Télescopage. Pour atteindre le studio de répétition du ballet du Capitole, zone de Montaudran à Toulouse, il faut d'abord longer un camp de gens du voyage où du linge flotte sous la pluie, et trouver, au premier étage d'un bâtiment impersonnel, un groupe d'hommes et de jeunes femmes en haillons de théâtre, danser pieds nus comme des enfants de rue. C'est la répétition costumière de «Cantata»*, brûlante danse chorale de Bigonzetti, qui sera donnée de mercredi à dimanche prochains à la Halle aux Grains...

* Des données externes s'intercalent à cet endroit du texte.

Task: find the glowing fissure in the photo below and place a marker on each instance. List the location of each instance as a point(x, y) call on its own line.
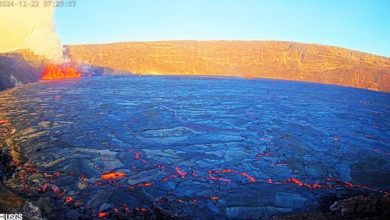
point(112, 176)
point(65, 71)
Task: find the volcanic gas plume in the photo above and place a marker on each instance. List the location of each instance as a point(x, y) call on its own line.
point(30, 28)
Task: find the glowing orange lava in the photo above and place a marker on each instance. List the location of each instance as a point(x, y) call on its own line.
point(112, 176)
point(53, 71)
point(102, 214)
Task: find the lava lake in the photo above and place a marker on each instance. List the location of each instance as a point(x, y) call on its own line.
point(182, 147)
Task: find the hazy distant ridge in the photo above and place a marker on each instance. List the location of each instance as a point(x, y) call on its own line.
point(263, 59)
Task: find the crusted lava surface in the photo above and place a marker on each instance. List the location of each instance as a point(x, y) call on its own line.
point(182, 147)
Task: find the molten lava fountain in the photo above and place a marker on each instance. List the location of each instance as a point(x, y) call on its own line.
point(64, 71)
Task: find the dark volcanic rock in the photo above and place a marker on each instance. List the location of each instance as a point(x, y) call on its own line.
point(15, 70)
point(161, 147)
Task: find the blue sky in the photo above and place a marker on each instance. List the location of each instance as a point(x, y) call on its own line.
point(356, 24)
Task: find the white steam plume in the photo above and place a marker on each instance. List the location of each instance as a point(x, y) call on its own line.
point(30, 28)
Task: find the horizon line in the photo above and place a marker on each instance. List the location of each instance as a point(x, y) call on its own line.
point(224, 40)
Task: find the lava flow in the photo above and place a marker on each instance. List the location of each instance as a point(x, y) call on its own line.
point(112, 176)
point(65, 71)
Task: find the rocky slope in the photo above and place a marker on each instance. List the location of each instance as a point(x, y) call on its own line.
point(19, 68)
point(252, 59)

Ce nouveau spectacle suit de près votre création de «Casse-Noisette», qui a connu un grand succès pendant les fêtes !

Oui, les danseurs n'ont pas pu se reposer à Noël, et ils doivent encore attendre fin janvier pour une semaine de vacances. Pour parler de Casse-Noisette, on a rempli à 99 %, l'accueil a été formidable et il y a eu de la recette. J'en suis heureux et fier pour mes danseurs parce que ce spectacle porte leur signature. De plus, des programmateurs sont venus le voir, et on nous le réclame déjà en France et à l'étranger. Une création est toujours un saut dans l'inconnu, et ce Casse-Noisette, que j'ai dédié à mes filles et à mon fils, est inhabituel. Je voulais absolument m'adresser à des enfants et à des adultes et jouer sur les contrastes entre le sombre et le merveilleux, puisqu'il y a dans l'enfance à la fois de la cruauté et de la féerie.

Les danseurs avaient les pieds soudés ou un bras coincé, aimez-vous les empêcher de bouger ?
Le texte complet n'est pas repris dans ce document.